Burns told the packed courtroom on Aug. 21 that he had "difficulty" with the second-degree rape charge and that "the quality of the closing arguments certainly shows to me this is a very close case."

Ulsch told the judge yesterday, "We respectfully submit that is the equivalent of reasonable doubt."


The defense offered several exhibits, including invitations to a party planned by the victim's parents and scheduled for after Hyde's sentencing hearing. The event was to include a "ceremonial burning."

A version mailed in November to an Idaho woman whom Ulsch characterized as Hyde's "then-fiancee" and her son was printed on a colorful picture of a phoenix rising from flames drawn by the victim.
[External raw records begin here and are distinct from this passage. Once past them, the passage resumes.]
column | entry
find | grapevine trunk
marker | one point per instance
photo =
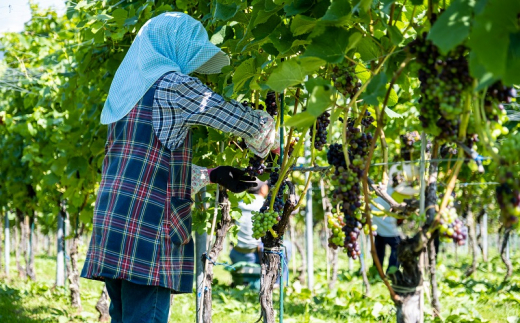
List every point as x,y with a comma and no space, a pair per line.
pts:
222,229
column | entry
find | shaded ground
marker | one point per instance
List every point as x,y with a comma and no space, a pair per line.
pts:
476,299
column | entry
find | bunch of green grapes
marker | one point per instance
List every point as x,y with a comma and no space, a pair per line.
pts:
444,81
345,80
336,225
508,176
451,227
262,222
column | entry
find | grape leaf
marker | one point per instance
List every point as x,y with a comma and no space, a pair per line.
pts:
243,73
225,11
452,26
338,12
297,6
511,75
332,44
287,74
490,36
376,88
301,120
321,98
395,35
368,49
302,25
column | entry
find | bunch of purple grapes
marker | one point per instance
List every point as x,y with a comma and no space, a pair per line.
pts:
444,79
508,190
456,231
347,182
322,123
291,146
278,202
346,194
408,141
447,150
345,80
497,94
271,104
256,166
397,178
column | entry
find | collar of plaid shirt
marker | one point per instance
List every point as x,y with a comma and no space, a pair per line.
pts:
172,41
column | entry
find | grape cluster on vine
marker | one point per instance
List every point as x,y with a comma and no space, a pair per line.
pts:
292,144
322,123
265,219
408,141
345,80
262,222
278,202
336,224
451,227
508,190
271,104
443,81
347,182
448,150
496,95
256,166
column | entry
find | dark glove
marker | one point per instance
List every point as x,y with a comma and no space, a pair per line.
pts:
234,179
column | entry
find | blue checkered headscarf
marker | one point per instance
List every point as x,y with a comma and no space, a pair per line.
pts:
172,41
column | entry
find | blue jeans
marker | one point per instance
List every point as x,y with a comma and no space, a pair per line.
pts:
133,303
381,243
251,257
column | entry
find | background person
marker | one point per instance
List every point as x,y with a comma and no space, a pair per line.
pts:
402,178
141,242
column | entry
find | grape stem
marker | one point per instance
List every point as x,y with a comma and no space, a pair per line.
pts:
481,128
288,143
310,175
285,169
380,122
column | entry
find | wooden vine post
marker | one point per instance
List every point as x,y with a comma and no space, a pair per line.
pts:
221,231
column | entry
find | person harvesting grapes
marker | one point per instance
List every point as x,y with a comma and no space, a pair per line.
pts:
141,242
399,187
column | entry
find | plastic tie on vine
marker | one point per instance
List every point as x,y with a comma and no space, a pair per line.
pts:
200,292
225,264
281,254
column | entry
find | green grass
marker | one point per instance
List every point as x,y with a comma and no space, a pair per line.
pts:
475,299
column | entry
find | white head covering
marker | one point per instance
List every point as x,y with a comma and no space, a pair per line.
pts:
170,42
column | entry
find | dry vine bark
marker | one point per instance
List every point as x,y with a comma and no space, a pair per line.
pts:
303,267
222,229
334,276
271,259
19,236
407,282
505,260
472,239
72,270
102,305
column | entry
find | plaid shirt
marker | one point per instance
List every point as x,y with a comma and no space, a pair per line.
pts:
142,216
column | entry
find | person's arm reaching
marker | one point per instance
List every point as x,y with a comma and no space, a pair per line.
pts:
233,179
188,102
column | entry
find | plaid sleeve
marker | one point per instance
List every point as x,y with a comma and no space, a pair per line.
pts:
205,107
199,178
182,101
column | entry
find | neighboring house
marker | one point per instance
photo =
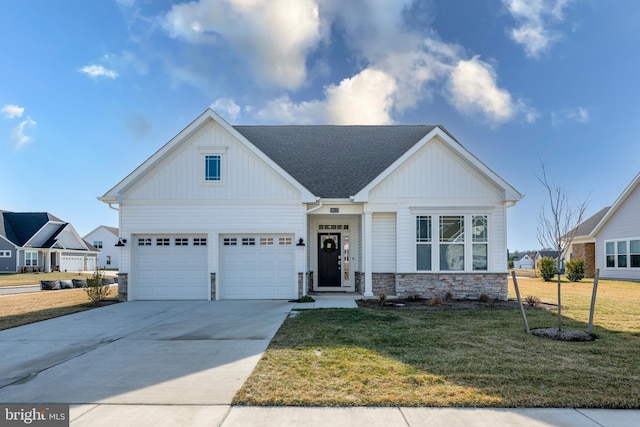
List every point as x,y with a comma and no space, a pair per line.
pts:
38,241
524,262
617,236
104,239
275,212
583,244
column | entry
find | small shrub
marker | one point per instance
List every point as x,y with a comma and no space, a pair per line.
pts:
414,297
547,268
382,298
532,300
575,269
485,298
435,301
97,288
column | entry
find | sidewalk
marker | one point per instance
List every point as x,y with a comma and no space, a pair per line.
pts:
250,416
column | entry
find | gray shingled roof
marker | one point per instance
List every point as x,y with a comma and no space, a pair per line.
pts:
586,227
334,161
19,227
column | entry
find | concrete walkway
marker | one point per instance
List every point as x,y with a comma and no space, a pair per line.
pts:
179,363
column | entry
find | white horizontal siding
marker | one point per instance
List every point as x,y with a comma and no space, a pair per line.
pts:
624,224
383,242
207,219
435,171
180,175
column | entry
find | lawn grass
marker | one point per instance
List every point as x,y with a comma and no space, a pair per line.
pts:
17,279
480,357
21,309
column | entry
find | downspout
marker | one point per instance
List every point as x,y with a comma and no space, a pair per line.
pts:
306,255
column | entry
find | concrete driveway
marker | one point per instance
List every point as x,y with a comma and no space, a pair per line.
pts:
155,352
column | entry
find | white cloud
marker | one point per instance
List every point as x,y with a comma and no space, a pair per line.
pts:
19,133
366,98
534,18
472,90
11,111
575,115
96,71
226,107
275,34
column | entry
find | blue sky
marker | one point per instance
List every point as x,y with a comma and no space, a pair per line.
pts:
90,89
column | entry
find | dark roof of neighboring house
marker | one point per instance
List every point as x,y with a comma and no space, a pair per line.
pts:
586,227
113,230
19,227
334,161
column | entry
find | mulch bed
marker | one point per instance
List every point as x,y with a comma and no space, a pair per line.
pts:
445,305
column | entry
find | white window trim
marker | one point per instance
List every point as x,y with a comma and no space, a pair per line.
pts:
212,151
435,239
615,253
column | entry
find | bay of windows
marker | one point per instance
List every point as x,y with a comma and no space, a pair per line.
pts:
622,254
458,237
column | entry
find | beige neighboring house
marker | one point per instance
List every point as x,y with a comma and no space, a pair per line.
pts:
104,238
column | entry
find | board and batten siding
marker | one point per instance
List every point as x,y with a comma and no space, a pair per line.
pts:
212,220
383,242
437,172
180,175
624,224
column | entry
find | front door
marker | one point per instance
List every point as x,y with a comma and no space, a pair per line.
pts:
329,268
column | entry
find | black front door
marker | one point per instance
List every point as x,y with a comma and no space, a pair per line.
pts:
329,259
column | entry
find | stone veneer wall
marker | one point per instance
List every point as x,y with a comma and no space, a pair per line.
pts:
461,285
383,282
586,251
123,286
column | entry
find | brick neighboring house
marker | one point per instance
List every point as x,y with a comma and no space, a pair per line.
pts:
584,245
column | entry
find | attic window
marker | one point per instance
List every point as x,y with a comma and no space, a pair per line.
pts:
212,168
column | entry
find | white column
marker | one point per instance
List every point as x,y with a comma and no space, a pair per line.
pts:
367,254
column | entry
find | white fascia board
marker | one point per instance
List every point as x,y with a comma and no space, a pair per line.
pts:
509,193
115,194
619,202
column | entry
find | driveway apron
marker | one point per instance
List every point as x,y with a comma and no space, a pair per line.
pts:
153,352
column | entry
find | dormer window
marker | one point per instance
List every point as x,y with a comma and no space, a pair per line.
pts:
212,168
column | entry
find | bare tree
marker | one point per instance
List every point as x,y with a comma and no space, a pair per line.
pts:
558,223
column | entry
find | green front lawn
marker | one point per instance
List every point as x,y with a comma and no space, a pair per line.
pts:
479,357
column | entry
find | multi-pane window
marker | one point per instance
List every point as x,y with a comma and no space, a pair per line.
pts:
459,243
634,253
423,243
31,258
212,168
452,242
199,241
622,254
480,241
182,241
248,241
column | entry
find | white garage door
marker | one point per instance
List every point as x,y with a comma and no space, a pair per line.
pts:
71,263
257,267
170,267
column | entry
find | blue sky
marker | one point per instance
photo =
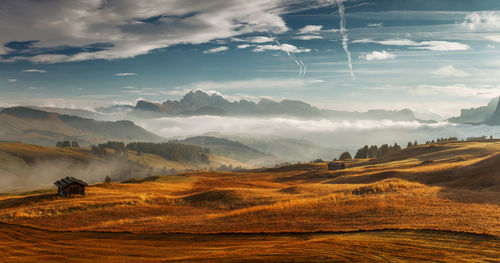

Ulsch cited the drawing as another piece of evidence in what he said was a pattern of leading questions and suggestive interview techniques that could have led the girl to incorrectly name Hyde as her abuser.

"That child absolutely believed everything she told you," Ulsch said. But Burns' role, he added, was to weigh whether the victim was testifying "from memories of actual events that happened to her and not something that she was told happened to her."

Although the party has been canceled, the "ceremonial burning" - first suggested by the victim in a December 2002 session with her therapist as a way to rid herself of anything that might remind her of Hyde - will proceed, Gilmore said.

The girl's mother "has talked often about the need to close the book on being a victim and start being a survivor," Gilmore said.


"This is not something they celebrate. It is something that, if they had a choice, they wish had never happened."

The prosecutor reminded the judge that in finding Hyde guilty, he had characterized the girl's testimony as "believable and convincing."

"[The victim] came into this courtroom. She testified. The court found her believable," Gilmore said. "And nothing changes that."